Kristen Dalton is director of strategic engagement, research & analytics at RH-ISAC, a membership-based association that brings retail and hospitality businesses together to share cyber-threat intelligence and mature their information security programs through research, working groups and events. As the panel’s moderator, she focused the conversation on the logistics of security, especially as an element of brand standards in a shifting brand environment.
Ken Haertling, SVP of global cybersecurity for Las Vegas Sands, noted that compared to other industries like retail, hotels have much more valuable personal identifiable information to attract cybercriminals. For example, international guests arriving at a property will frequently need to provide a passport or a national identity number. While a store may only have a customer’s credit card number and home address on file, a hotel could well have a guest’s social security number. “That data is exponentially more profitable,” he said.
Charles Fedorko, director of IT security at Sage Hospitality Group said that decreasing the risk around sensitive guest and employee data and increasing the security posture of the hotels, spas and restaurants the company manages can be complex. “When an ownership group comes to us and wants us to manage their property for them, we inherit a lot of risk,” he explained. A team may come onsite to find unpatched systems, unpatched firewalls and security tools that haven't been deployed. “Our job is to remediate that as fast as possible.”
Steve Bonilla, executive director of information security at Wynn Las Vegas, said that his team is seeing increased adoption of cloud and software-as-a-service technologies. “We have a lot of discussions around, ‘what is the data that our systems are generating? What level of privacy do we really need to apply to that? And where is it actually going?’”
Regulators, Bonilla added, are becoming more and more aware of the concerns around data privacy. “We're seeing regulations come out [because of] that.” For example, he said, New Jersey is strengthening cybersecurity notification rules and Nevada recently released updated regulations for breach notifications. “So the need to drive managing third-party risk is … a big part of the direction that we're heading in.”
A global company like Sands has properties with a number of verticals across a single resort, such as food and beverage, hotel rooms, casinos, malls and the hotel towers themselves. “The key for us is segmenting all that data,” Haertling said. At the company’s Macau property, each division is run as an “independent island,” he explained, that shares the bare minimum of data to other islands. “If one of our patrons is staying at Hotel X but [eating] at Food and Beverage Y and they want to [charge their meal to] their room, you don't really need to share their passport data, for example.” The Sands team “put a lot of technology out there” to make sure the bare minimum of data is being shared to enable the guest experience and not expose the customer's data from a privacy protection perspective.

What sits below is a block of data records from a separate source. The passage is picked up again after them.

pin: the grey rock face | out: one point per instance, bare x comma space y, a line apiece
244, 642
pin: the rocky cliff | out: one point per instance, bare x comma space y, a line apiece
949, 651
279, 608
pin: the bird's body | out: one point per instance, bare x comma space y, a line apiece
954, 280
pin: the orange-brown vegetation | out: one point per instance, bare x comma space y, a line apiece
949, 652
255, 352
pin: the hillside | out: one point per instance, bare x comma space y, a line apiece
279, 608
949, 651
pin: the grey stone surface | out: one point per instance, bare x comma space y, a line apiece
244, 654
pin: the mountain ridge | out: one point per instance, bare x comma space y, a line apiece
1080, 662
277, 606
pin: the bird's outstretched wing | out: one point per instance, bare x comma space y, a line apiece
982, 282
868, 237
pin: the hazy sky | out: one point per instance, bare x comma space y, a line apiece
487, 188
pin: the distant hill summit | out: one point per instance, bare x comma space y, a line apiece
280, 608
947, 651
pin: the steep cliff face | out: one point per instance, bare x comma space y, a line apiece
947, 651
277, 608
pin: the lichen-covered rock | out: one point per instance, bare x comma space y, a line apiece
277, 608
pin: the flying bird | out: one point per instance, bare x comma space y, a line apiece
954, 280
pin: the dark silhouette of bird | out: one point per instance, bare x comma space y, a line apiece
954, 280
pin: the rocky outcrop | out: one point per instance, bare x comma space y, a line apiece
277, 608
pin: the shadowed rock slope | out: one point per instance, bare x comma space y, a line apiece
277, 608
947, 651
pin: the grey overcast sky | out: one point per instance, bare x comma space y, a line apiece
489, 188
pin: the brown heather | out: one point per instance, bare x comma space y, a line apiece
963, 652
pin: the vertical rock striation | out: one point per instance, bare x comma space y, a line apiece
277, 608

Haertling lives by the mantra “trust, but verify” when it comes to cybersecurity. His team members talk with key partners who often have “well thought out” solutions—“but we just don't want to take it at face value,” he added. To confirm a partner’s credentials, they seek out an external assessment or certification that verifies the capabilities of the cyber program. “We typically will put in our contracts either a right to audit or at least some level of attestation there,” he said. “It keeps it a scalable model for our vendors: They can stripe that across a multitude of their customers. And for us, it really spares us the effort of having to go on it, but we will selectively go and assess them if they don't have that certification.”

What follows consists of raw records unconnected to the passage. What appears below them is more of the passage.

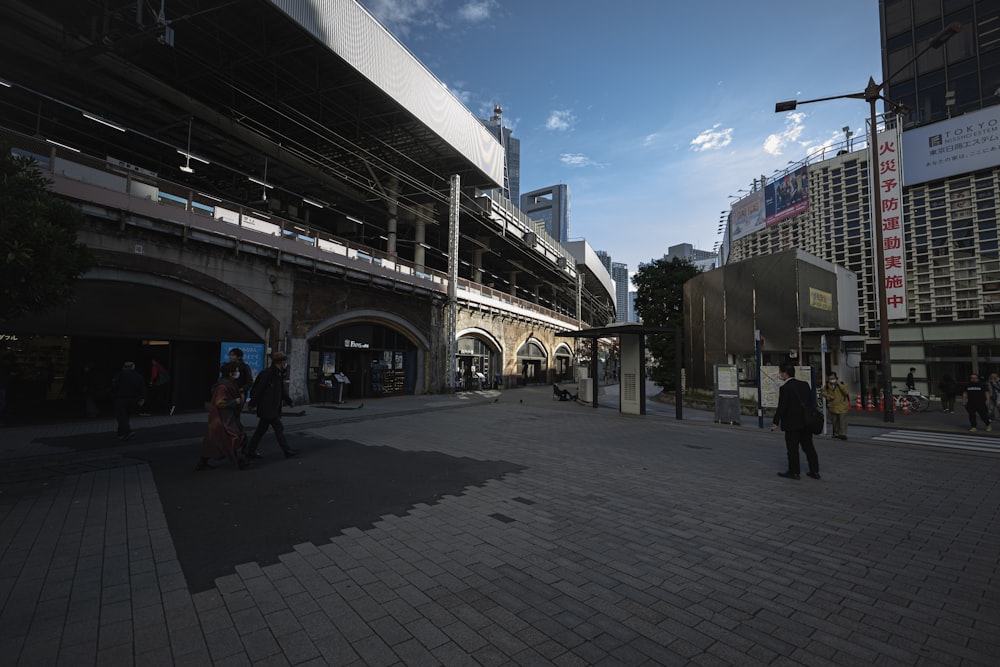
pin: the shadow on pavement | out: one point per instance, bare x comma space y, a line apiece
223, 517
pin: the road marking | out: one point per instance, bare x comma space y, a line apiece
977, 443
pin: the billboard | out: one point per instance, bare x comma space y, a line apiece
787, 196
955, 146
747, 216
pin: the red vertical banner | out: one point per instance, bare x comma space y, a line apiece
889, 177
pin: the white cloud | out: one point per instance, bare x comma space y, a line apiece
476, 10
712, 139
407, 17
790, 135
578, 160
459, 91
560, 120
403, 16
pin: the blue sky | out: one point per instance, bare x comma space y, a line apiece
653, 112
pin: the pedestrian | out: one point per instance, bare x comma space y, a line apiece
159, 378
129, 391
974, 398
793, 399
948, 393
994, 385
226, 438
838, 402
245, 381
378, 378
267, 396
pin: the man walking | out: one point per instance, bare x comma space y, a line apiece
974, 398
129, 391
793, 399
838, 402
245, 381
267, 396
994, 397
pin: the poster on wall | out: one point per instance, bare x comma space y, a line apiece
253, 354
747, 216
787, 196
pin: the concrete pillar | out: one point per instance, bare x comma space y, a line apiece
392, 203
420, 234
477, 265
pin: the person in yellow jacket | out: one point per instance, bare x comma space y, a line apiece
838, 402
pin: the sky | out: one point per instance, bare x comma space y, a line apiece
655, 113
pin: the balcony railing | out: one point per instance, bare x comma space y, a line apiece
129, 188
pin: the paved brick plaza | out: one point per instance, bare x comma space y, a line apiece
606, 539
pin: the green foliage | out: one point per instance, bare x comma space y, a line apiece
39, 256
659, 301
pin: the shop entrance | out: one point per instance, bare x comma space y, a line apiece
533, 363
475, 362
376, 359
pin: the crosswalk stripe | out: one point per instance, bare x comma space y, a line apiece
944, 440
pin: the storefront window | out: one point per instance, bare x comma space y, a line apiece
476, 365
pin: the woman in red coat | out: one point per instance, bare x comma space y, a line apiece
226, 438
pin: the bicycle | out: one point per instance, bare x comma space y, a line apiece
917, 401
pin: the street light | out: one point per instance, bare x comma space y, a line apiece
871, 94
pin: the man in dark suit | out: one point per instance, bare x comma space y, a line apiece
793, 399
267, 396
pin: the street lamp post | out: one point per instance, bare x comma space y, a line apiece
871, 94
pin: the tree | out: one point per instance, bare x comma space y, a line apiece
40, 258
659, 302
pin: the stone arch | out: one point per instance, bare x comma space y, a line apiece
479, 359
371, 315
533, 362
562, 369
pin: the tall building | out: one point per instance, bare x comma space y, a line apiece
962, 76
551, 206
619, 274
512, 154
949, 282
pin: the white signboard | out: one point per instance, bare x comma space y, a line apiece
955, 146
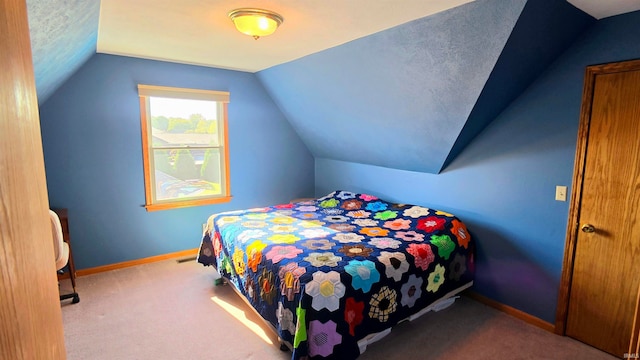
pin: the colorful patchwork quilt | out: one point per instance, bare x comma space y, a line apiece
329, 272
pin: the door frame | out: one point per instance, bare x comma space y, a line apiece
578, 181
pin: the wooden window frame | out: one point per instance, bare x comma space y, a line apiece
147, 91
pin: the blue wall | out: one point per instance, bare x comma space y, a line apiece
503, 184
400, 97
93, 157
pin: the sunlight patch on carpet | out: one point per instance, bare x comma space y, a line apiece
240, 316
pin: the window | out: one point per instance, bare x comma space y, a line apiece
184, 146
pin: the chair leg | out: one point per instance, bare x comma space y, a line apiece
72, 275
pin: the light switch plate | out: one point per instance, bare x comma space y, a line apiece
561, 193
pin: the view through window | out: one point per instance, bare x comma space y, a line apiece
184, 146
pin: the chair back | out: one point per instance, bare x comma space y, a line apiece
59, 248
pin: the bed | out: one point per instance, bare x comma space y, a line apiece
331, 275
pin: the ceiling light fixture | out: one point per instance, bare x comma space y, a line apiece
255, 22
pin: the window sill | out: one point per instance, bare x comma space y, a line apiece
187, 203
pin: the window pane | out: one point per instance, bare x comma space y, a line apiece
183, 122
187, 173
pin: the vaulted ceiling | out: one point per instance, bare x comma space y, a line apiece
405, 87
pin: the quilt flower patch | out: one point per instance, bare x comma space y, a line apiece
327, 273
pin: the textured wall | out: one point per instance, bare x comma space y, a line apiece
63, 37
93, 157
398, 98
503, 184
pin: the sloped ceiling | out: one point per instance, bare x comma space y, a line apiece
63, 37
404, 98
407, 94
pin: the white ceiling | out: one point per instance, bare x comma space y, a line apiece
604, 8
199, 31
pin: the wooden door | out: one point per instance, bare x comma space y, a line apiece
606, 211
30, 315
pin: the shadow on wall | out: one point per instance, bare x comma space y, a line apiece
506, 272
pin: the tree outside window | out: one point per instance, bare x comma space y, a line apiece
184, 142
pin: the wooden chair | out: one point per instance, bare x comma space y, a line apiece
62, 252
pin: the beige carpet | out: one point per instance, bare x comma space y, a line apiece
171, 310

Sage works with a number of different brands, Fedorko said, and as such follows a number of different brand standards and regulations. “Part of that is being a steward of the brand,” he noted. As a property switches flags or ownership, its leaders might decide to switch from an on-premise property-management system to one that is based in the cloud, or an owner might decide to add a check-in kiosk or a self-serve beverage station. “As a steward of the brand and a partner for these ownership groups, we have to roll with it and implement these services,” Fedorko said, joking that while adding a self-serve bar may sound like fun, the logistics can be a “sobering experience.”